Applicants to the Dominica Citizenship by Investment Program must be at least 18 years old, in good health, and have no criminal record. They are also required to officially commit to the investment and be able to demonstrate outstanding character and repute.
How the process works
With the help of an Authorised Agent, applicants will need to prepare a series of required documents, including a passport, birth certificate, and police record. These must be notarised and legalised prior to submission. Applicants will also have to attend a medical examination and reserve a property through a sales and purchase agreement if they are investing in real estate.
Following a due diligence check, the CBIU will make a recommendation to the Government, provided they are satisfied. The Authorised Agent will be informed on the outcome of the government’s decision. Successful applicants will be instructed to either donate to the EDF or make the payment to invest in the relevant real estate property. After the CIBU receives proof of payment, they will issue a certificate of registration, which serves as evidence of citizenship, and can be used to apply for a Dominican passport.

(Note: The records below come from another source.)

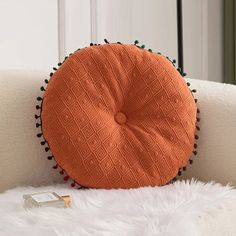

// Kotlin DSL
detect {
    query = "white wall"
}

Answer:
[0,0,58,70]
[0,0,223,81]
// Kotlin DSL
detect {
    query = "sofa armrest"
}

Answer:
[184,79,236,185]
[0,71,62,192]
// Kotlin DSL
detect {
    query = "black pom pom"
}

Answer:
[37,133,43,138]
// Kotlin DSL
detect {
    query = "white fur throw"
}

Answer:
[0,180,236,236]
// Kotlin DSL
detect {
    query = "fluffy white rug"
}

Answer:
[0,180,236,236]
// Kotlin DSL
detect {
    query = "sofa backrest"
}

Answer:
[0,71,236,191]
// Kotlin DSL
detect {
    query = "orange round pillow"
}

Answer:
[35,40,197,189]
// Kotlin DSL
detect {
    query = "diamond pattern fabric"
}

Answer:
[41,44,196,189]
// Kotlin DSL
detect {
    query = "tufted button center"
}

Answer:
[115,112,127,125]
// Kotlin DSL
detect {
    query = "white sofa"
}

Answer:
[0,71,236,192]
[0,71,236,236]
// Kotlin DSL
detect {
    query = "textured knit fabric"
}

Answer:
[41,44,196,188]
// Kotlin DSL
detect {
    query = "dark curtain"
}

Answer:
[223,0,236,84]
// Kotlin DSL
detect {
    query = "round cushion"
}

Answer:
[41,43,197,189]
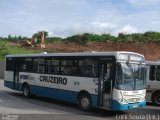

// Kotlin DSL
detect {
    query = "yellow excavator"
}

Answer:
[22,32,46,48]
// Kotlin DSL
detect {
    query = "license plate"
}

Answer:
[133,104,137,108]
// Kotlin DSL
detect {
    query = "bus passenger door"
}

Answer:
[13,62,19,90]
[99,63,112,109]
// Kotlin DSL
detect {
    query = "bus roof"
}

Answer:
[146,61,160,65]
[6,51,144,57]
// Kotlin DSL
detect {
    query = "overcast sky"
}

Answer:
[0,0,160,37]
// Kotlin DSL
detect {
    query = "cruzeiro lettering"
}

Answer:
[40,76,67,85]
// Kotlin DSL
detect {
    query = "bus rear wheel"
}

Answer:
[152,93,160,106]
[23,85,30,97]
[78,93,91,111]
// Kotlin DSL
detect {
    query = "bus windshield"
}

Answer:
[116,62,145,90]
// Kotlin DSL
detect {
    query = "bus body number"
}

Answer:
[40,76,67,85]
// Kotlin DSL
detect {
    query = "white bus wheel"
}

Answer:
[153,93,160,105]
[78,93,91,111]
[23,85,30,97]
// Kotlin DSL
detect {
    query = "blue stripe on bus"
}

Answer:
[4,81,98,107]
[111,100,146,110]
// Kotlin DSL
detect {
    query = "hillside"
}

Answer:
[35,42,160,60]
[0,31,160,61]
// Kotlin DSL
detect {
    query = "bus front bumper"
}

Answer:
[112,100,146,111]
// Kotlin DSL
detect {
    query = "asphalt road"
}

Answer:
[0,80,160,120]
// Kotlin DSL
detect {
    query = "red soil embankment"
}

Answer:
[46,42,160,60]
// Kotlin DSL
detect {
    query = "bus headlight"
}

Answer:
[140,97,145,102]
[119,98,128,104]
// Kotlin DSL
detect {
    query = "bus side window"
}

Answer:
[156,66,160,81]
[149,66,156,81]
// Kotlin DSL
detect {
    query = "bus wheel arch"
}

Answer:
[77,90,92,111]
[151,91,160,106]
[22,82,30,97]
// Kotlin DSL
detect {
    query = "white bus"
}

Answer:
[146,61,160,105]
[4,51,146,110]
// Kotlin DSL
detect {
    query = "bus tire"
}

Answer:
[78,93,91,111]
[23,85,30,98]
[152,92,160,106]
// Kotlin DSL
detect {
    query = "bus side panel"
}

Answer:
[19,72,98,107]
[4,71,14,89]
[30,85,78,103]
[30,85,98,107]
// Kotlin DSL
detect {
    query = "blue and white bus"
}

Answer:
[4,51,146,110]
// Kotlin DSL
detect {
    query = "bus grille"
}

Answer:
[127,98,140,103]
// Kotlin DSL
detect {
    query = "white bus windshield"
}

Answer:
[116,62,145,90]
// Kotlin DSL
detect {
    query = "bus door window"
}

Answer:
[156,66,160,81]
[149,66,156,81]
[104,63,113,93]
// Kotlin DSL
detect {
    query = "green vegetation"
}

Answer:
[0,39,39,61]
[2,31,160,44]
[46,31,160,44]
[0,31,160,61]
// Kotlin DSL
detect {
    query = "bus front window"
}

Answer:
[116,62,145,90]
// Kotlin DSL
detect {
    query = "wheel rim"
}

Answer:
[24,87,29,96]
[155,95,160,105]
[81,98,90,108]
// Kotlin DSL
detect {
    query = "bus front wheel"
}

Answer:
[78,93,91,111]
[23,85,30,97]
[152,93,160,106]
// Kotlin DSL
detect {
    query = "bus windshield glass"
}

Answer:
[116,62,145,90]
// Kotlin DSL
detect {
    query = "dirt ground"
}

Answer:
[42,42,160,60]
[18,42,160,61]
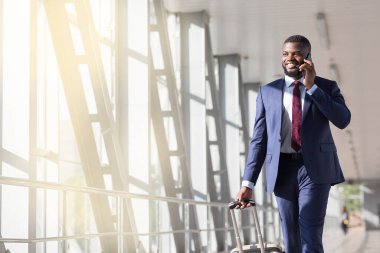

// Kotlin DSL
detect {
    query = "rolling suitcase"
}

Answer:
[228,200,282,253]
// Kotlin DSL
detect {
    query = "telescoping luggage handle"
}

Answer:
[228,199,265,253]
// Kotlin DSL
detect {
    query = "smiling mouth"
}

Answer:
[285,63,299,69]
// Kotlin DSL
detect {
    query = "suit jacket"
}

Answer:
[243,76,351,192]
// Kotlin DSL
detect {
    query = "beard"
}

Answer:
[282,66,302,77]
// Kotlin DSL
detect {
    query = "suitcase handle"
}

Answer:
[228,199,256,209]
[228,199,265,253]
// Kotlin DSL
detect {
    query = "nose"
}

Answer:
[286,54,294,61]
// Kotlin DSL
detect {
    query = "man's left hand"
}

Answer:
[300,60,316,90]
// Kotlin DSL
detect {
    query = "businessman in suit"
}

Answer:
[236,35,351,253]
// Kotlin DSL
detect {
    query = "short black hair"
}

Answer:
[284,35,311,50]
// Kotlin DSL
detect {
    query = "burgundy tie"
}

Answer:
[292,81,302,151]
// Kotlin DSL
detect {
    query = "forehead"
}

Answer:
[282,42,303,52]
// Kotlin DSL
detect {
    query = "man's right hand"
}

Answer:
[235,186,253,208]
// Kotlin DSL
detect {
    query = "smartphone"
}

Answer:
[305,53,312,61]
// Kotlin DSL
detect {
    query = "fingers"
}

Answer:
[235,186,252,209]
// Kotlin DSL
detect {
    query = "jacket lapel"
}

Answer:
[272,78,285,122]
[302,89,311,122]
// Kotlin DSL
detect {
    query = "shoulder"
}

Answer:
[260,78,284,91]
[314,76,336,86]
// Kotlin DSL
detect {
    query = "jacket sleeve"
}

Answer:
[310,81,351,129]
[243,88,268,184]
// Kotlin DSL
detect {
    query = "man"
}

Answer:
[236,35,351,253]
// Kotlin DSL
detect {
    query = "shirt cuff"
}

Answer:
[306,84,318,96]
[241,180,255,189]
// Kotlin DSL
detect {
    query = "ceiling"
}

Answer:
[164,0,380,181]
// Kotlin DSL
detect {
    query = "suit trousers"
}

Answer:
[274,159,331,253]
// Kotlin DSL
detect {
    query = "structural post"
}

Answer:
[180,12,208,251]
[217,54,241,198]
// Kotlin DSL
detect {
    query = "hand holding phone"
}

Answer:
[300,52,316,89]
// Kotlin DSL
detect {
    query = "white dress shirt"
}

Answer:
[242,76,318,189]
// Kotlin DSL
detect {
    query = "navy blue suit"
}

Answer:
[243,76,351,253]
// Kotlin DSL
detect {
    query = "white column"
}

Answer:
[180,12,208,246]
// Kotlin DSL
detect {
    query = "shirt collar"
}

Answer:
[285,75,305,88]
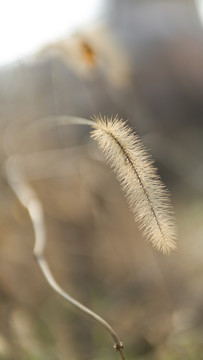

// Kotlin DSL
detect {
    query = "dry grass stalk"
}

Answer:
[92,117,176,253]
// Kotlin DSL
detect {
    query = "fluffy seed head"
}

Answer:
[91,117,176,253]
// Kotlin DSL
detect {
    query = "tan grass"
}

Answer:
[91,116,176,253]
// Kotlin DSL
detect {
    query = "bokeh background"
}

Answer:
[0,0,203,360]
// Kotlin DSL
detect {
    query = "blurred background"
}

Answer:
[0,0,203,360]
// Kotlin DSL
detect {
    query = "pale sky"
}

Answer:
[0,0,103,65]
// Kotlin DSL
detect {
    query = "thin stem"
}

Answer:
[5,157,125,360]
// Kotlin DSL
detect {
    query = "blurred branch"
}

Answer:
[5,117,125,360]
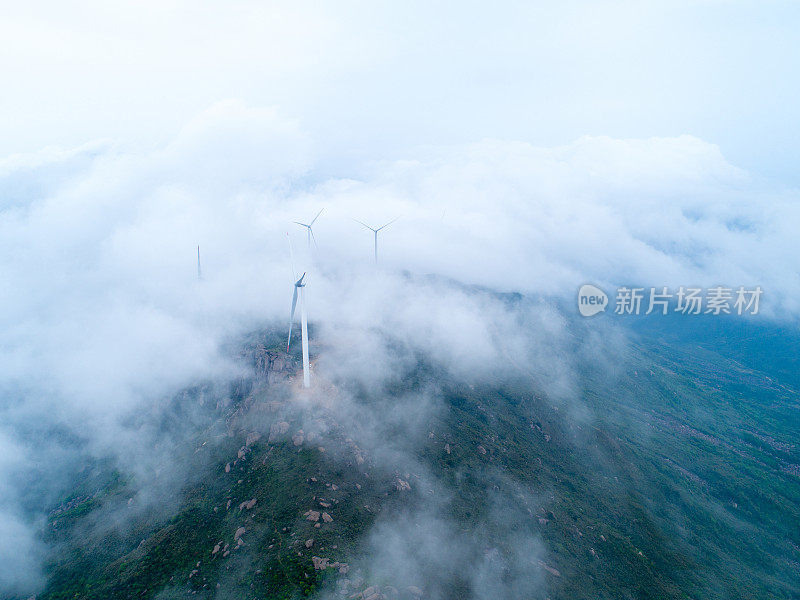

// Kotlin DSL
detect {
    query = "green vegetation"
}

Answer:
[31,326,800,600]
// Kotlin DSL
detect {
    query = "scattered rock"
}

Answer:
[267,421,289,444]
[539,560,561,577]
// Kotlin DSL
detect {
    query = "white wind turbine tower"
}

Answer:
[353,217,400,265]
[295,207,325,250]
[286,234,312,388]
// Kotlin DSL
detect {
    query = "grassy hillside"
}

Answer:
[31,324,800,600]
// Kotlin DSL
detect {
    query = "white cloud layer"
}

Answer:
[0,101,800,590]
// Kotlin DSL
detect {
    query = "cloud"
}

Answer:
[0,101,800,589]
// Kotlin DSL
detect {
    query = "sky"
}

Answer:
[0,0,800,592]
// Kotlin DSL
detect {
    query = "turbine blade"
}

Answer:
[353,219,375,231]
[377,217,400,231]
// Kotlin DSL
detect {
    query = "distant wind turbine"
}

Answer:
[353,217,400,265]
[286,232,310,388]
[295,208,325,248]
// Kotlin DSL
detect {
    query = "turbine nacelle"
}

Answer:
[353,217,400,264]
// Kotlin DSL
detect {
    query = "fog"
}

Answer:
[0,2,800,597]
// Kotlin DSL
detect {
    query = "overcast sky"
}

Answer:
[0,0,800,595]
[0,0,800,184]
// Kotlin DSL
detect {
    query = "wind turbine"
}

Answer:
[353,217,400,265]
[286,232,310,388]
[295,207,325,249]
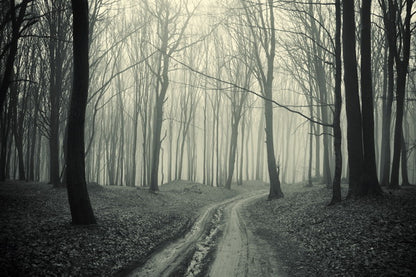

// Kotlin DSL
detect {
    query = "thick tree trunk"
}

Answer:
[361,0,381,195]
[66,0,96,222]
[264,98,283,200]
[343,0,364,197]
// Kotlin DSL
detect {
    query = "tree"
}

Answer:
[66,0,96,225]
[241,0,283,200]
[361,0,381,194]
[330,0,342,204]
[0,0,36,181]
[342,0,364,197]
[389,0,414,188]
[144,0,195,191]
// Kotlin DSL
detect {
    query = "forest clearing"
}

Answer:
[0,0,416,277]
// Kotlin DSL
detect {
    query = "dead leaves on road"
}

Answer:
[244,183,416,276]
[0,183,235,276]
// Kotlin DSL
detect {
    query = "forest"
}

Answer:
[0,0,416,276]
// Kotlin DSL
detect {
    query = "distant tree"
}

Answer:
[0,0,36,181]
[66,0,96,225]
[330,0,342,204]
[343,0,381,197]
[342,0,364,196]
[361,0,381,194]
[241,0,283,200]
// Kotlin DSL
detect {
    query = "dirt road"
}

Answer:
[123,190,278,277]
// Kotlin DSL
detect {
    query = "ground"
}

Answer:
[0,179,244,276]
[244,184,416,276]
[0,179,416,276]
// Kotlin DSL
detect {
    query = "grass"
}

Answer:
[0,179,250,276]
[245,182,416,276]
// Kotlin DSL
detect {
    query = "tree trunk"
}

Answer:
[390,0,413,188]
[343,0,364,197]
[225,116,240,189]
[330,0,342,204]
[66,0,96,222]
[361,0,381,195]
[380,38,394,186]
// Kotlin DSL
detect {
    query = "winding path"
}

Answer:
[124,190,278,277]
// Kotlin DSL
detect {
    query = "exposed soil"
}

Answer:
[123,190,265,276]
[0,182,249,276]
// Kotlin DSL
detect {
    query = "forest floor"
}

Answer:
[0,179,264,276]
[242,184,416,276]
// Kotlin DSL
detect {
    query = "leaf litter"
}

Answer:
[0,181,238,276]
[245,182,416,276]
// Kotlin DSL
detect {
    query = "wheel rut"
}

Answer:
[127,190,276,277]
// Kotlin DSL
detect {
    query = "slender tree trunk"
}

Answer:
[390,0,414,188]
[343,0,364,197]
[361,0,381,195]
[380,38,394,186]
[225,115,240,189]
[330,0,342,204]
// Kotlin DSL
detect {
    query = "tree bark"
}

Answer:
[361,0,381,195]
[66,0,96,222]
[343,0,364,197]
[390,0,413,188]
[330,0,342,204]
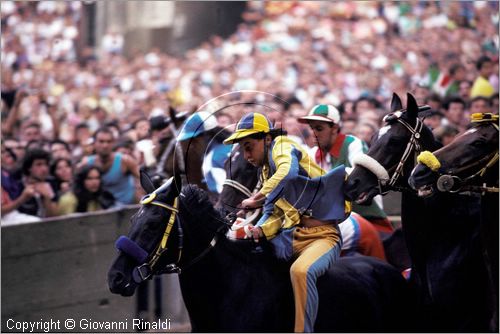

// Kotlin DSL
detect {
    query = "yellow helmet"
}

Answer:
[224,112,274,145]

The Citizenship by Investment Programme is detailed in the regulations published in accordance with Section 101 of the Constitution and Sections 8 and 20 (1) of the Citizenship Act. Read our guide for more information on all relevant legislation regarding the Dominica Citizenship by Investment Programme.
Please be advised that applications from citizens of Iran, North Korea and Sudan will only be accepted where such persons (1) have not lived in these countries for the last 10 years, (2) have no substantial assets there, and (3) are not performing and have not performed any business or similar activity, in whole or in part, in or with these countries.
All applications from citizens of Iran, North Korea, Sudan and Syria are subject to enhanced due diligence. The cost of this will have to be borne by the applicant as part of their due diligence fees.